By John W. Jones | Go to book overview

11
Development of a Standardized Measure to Predict Employee Productivity

FRED M. RAFILSON

The problem of counterproductive employees has reached epidemic proportions and is costing companies considerable financial loss. For example, nonviolent crimes against American business cost $50 billion a year, the equivalent of Exxon Corporation's annual sales ( Palimotto, 1983). Even more alarming is the estimate that approximately one-third of all business failures are due to employee theft and dishonesty ( Morgenstern, 1977). According to Hollinger and Clark ( 1983), approximately 40 percent of employees may exhibit some form of dishonesty at work. Significant financial losses may also result from such behaviors as poor job performance, inadequate customer relations skills, absenteeism, tardiness, high turnover, on-the-job accidents, violations of company policy, and on-the-job drug use.

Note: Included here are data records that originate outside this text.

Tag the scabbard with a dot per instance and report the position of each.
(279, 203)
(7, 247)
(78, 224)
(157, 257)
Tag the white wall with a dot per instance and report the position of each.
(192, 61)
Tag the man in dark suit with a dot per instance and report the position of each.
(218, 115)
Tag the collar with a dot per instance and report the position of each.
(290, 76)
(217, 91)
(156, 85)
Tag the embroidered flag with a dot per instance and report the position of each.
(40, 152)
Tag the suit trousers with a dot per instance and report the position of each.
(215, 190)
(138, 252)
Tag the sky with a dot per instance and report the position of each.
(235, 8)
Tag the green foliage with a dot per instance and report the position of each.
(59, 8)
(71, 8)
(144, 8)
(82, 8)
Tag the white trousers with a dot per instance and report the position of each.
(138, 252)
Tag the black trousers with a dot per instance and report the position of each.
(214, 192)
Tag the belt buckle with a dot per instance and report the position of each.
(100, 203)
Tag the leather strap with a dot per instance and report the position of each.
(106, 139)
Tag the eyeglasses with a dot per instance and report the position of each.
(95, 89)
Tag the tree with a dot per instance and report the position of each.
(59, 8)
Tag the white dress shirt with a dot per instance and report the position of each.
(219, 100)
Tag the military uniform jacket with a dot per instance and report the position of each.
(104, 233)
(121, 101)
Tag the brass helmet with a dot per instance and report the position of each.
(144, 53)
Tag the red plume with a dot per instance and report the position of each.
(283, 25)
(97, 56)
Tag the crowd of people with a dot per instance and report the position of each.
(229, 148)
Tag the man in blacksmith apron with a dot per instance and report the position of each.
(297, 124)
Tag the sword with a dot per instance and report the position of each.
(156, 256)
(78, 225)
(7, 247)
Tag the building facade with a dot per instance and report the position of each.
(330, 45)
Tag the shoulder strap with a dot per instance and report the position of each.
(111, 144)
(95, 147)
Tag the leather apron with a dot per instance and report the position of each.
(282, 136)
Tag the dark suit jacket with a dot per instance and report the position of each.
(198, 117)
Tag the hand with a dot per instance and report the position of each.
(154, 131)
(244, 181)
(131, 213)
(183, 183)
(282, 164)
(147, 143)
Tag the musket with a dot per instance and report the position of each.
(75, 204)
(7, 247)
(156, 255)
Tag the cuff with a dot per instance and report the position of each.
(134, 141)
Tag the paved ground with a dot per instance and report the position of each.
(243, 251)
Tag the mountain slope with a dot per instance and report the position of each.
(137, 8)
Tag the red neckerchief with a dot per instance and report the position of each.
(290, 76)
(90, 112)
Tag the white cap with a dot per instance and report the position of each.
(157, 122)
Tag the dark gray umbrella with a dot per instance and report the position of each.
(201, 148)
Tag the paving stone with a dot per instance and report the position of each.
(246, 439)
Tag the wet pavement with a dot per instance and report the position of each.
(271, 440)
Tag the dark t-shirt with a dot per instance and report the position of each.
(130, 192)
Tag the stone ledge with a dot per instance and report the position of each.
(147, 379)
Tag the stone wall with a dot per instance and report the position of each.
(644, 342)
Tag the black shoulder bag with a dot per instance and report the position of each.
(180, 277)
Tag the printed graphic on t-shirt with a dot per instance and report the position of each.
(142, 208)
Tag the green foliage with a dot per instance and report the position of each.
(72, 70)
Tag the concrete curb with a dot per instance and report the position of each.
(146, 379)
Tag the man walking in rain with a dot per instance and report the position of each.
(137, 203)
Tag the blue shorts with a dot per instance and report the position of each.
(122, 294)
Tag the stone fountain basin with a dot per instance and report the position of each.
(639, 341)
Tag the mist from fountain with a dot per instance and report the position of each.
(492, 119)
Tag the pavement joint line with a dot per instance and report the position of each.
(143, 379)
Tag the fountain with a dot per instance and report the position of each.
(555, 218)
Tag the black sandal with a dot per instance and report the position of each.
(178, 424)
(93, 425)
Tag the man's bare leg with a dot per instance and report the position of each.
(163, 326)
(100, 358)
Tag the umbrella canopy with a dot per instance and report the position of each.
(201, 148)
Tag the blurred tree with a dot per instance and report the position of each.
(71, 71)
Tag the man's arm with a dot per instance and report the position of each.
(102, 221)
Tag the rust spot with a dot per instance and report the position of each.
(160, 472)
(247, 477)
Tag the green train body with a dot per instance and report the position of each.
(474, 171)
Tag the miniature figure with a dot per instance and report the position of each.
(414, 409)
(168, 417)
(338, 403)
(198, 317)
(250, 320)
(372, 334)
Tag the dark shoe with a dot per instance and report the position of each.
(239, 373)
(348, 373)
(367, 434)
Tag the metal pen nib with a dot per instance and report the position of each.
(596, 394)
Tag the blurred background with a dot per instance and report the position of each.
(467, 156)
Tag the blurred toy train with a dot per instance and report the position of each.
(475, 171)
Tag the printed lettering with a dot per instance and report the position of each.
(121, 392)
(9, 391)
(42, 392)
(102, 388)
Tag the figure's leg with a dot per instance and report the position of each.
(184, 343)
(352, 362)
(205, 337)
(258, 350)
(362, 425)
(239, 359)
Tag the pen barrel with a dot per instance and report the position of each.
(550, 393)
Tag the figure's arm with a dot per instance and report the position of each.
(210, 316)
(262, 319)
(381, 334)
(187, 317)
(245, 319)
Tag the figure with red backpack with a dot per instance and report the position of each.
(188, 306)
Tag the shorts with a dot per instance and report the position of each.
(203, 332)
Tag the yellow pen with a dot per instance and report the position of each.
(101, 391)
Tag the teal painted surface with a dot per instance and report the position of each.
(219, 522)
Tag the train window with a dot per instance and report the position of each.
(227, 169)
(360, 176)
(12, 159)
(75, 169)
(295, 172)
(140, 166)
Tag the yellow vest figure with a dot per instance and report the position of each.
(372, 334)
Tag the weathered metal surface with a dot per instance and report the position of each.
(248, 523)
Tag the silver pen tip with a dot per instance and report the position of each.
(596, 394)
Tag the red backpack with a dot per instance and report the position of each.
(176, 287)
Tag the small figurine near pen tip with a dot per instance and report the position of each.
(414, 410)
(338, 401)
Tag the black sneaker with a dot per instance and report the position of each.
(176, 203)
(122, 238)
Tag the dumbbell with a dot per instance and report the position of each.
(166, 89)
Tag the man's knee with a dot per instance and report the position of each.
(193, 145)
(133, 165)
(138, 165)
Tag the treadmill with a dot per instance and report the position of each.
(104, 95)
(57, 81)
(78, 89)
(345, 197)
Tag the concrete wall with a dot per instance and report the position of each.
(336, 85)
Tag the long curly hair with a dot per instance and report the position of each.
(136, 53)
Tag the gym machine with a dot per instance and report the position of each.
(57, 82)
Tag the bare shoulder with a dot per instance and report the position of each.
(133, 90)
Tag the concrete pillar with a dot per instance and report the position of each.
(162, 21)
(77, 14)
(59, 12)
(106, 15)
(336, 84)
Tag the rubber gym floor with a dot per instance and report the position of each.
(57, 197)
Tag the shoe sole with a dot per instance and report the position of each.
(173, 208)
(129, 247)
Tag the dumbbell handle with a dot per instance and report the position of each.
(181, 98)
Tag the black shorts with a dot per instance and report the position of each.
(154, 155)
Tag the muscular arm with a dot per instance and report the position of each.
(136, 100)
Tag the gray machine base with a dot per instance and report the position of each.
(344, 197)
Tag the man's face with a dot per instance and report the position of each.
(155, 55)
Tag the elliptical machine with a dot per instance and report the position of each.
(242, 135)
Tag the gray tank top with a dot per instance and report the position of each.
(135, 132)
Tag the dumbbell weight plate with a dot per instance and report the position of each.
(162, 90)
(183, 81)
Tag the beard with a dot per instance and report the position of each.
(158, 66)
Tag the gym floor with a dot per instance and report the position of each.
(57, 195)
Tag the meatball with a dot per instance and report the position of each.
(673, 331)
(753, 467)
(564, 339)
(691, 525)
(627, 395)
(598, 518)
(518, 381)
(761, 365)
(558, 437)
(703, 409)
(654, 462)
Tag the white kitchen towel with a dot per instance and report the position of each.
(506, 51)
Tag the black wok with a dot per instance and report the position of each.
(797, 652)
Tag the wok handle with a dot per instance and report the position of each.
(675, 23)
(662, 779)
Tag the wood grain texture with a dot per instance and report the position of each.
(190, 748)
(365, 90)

Identifying potentially counterproductive employees before hiring them is a major challenge facing employers. To date, various methods have been pursued to detect tendencies toward counterproductivity, including polygraph screening; biographical data analysis; special keys for standard personality tests; clear- purpose honesty tests, which typically include specific questions about attitudes toward and admissions of theft behavior; and specially developed personality tests ( Ash, 1988). This chapter will focus on the development and validation of the London House Employment Productivity Index (EPI-3) (London House, 1986; Terris, 1986), a broad-based personality-oriented measure designed to predict the successful employee.